Úrsula não é um romance qualquer. Ao me deparar com a oportunidade, senti gratidão ao ler, reler e me atrever a preparar esse texto que transmite ao leitor múltiplos sentimentos. Me vi diante de uma narrativa histórica do século XIX que nos é apresentada por uma mulher, brasileira, afrodescendente, escritora, abolicionista. Tantos atributos de autora e obra. Um orgulho, uma justiça. É por justiça que torcemos ao mergulharmos em Úrsula.
Essa narrativa pioneira de denúncia é rica em diálogos e monólogos que não somente nos prendem pelo conflito amoroso entre a protagonista Úrsula e seu amado Tancredo, como já é de se esperar pela tradição romântica, mas principalmente pelo foco na construção das personagens secundárias do livro, trazendo o drama do contexto histórico.
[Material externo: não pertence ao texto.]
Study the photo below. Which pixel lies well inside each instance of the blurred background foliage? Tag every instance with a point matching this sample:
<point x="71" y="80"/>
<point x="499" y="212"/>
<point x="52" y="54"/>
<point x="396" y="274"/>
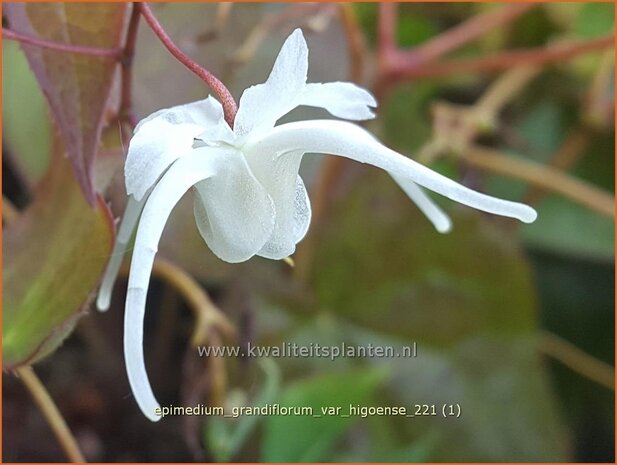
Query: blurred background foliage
<point x="489" y="304"/>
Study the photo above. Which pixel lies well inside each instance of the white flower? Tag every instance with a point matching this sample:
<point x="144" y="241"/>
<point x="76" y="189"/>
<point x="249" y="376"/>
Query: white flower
<point x="248" y="197"/>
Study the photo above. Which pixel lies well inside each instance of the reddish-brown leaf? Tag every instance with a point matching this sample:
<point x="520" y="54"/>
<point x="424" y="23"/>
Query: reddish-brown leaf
<point x="54" y="256"/>
<point x="77" y="86"/>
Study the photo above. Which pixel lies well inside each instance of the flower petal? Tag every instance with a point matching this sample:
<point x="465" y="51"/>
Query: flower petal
<point x="351" y="141"/>
<point x="162" y="138"/>
<point x="233" y="211"/>
<point x="262" y="105"/>
<point x="194" y="167"/>
<point x="279" y="175"/>
<point x="435" y="215"/>
<point x="125" y="231"/>
<point x="341" y="99"/>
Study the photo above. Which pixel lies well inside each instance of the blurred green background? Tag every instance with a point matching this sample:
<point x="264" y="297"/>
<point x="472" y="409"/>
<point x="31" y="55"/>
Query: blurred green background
<point x="484" y="303"/>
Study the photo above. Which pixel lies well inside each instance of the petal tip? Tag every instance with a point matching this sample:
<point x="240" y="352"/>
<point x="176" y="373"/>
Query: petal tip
<point x="102" y="302"/>
<point x="444" y="227"/>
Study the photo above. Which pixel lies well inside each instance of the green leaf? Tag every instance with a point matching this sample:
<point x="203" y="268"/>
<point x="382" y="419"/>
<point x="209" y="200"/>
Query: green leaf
<point x="77" y="86"/>
<point x="466" y="298"/>
<point x="54" y="255"/>
<point x="595" y="19"/>
<point x="224" y="440"/>
<point x="305" y="438"/>
<point x="24" y="113"/>
<point x="558" y="229"/>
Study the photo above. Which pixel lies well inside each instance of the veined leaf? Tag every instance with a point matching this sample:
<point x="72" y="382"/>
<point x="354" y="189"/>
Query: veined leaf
<point x="54" y="255"/>
<point x="77" y="86"/>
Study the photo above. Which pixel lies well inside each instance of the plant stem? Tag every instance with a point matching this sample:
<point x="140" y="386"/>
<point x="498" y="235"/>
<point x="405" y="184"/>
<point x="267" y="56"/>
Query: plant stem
<point x="545" y="177"/>
<point x="230" y="108"/>
<point x="207" y="315"/>
<point x="51" y="413"/>
<point x="126" y="61"/>
<point x="577" y="360"/>
<point x="78" y="49"/>
<point x="465" y="32"/>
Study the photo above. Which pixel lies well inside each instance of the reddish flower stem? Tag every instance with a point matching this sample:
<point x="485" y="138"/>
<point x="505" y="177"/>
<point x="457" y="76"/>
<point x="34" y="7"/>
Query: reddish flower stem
<point x="126" y="60"/>
<point x="230" y="108"/>
<point x="82" y="50"/>
<point x="465" y="32"/>
<point x="499" y="61"/>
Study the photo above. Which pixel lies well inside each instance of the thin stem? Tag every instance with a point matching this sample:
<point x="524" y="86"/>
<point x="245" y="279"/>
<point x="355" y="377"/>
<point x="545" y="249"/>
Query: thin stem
<point x="577" y="360"/>
<point x="465" y="32"/>
<point x="78" y="49"/>
<point x="499" y="61"/>
<point x="249" y="46"/>
<point x="356" y="48"/>
<point x="207" y="315"/>
<point x="568" y="153"/>
<point x="545" y="177"/>
<point x="126" y="99"/>
<point x="230" y="107"/>
<point x="386" y="28"/>
<point x="51" y="413"/>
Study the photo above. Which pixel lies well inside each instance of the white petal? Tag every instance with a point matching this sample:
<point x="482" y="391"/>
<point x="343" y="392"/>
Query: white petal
<point x="162" y="138"/>
<point x="436" y="215"/>
<point x="233" y="211"/>
<point x="262" y="105"/>
<point x="350" y="141"/>
<point x="341" y="99"/>
<point x="279" y="175"/>
<point x="198" y="165"/>
<point x="125" y="231"/>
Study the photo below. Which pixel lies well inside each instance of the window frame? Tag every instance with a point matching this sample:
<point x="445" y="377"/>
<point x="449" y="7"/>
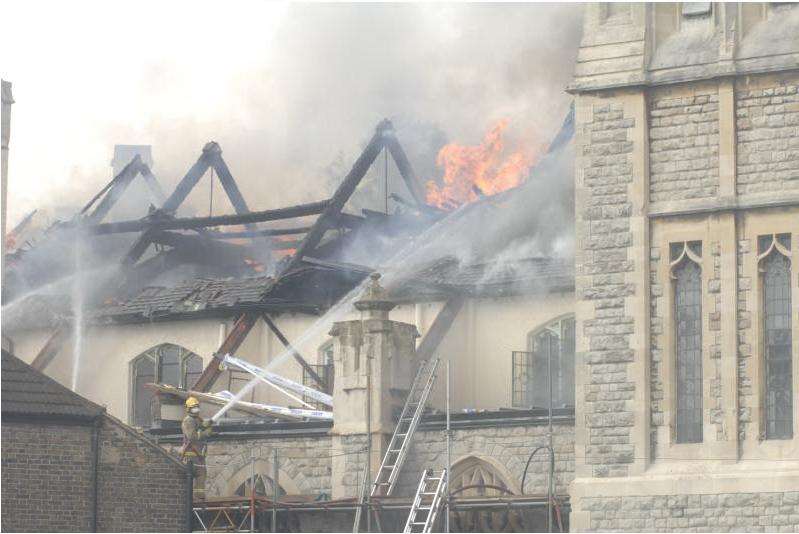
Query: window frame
<point x="666" y="448"/>
<point x="774" y="248"/>
<point x="530" y="356"/>
<point x="688" y="256"/>
<point x="153" y="354"/>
Úrsula é o romance que dá voz aos escravos e aos seus pontos de vista e sentimentos. É com empatia e tristeza que ouvimos as vozes de Túlio, Susana e Antero em meio ao sofrimento proveniente da escravidão.
Preparar Úrsula é desafiador na medida em que se há o desejo de preservar a escrita de Maria Firmina dos Reis mas, ao mesmo tempo, o de adaptar seu texto para mais perto do leitor dos dias atuais. O trabalho com o livro é esse lugar que busca equilíbrio entre todos os elementos. É prazeroso analisar cada linha, estudar o parágrafo, enfatizar cada referência, descobrir as verdades escondidas na narrativa, aprender sobre a realidade daquele século, perder-se nos amores, nos conflitos, arrependimentos, tristezas, torcer pelas personagens e sofrer com suas quedas. Em contextos ora belos, ora melancólicos, a obra que assim também pode ser definida merece a admiração e respeito dos profissionais que a ela se dedicam.
Por fim, só posso dizer que me resta agradecer por essa obra herdada de Maria Firmina, esse romance notável e de extrema importância, e pedir ao leitor que, ao apreciá-lo, reflita criticamente sobre a história e identidade brasileiras.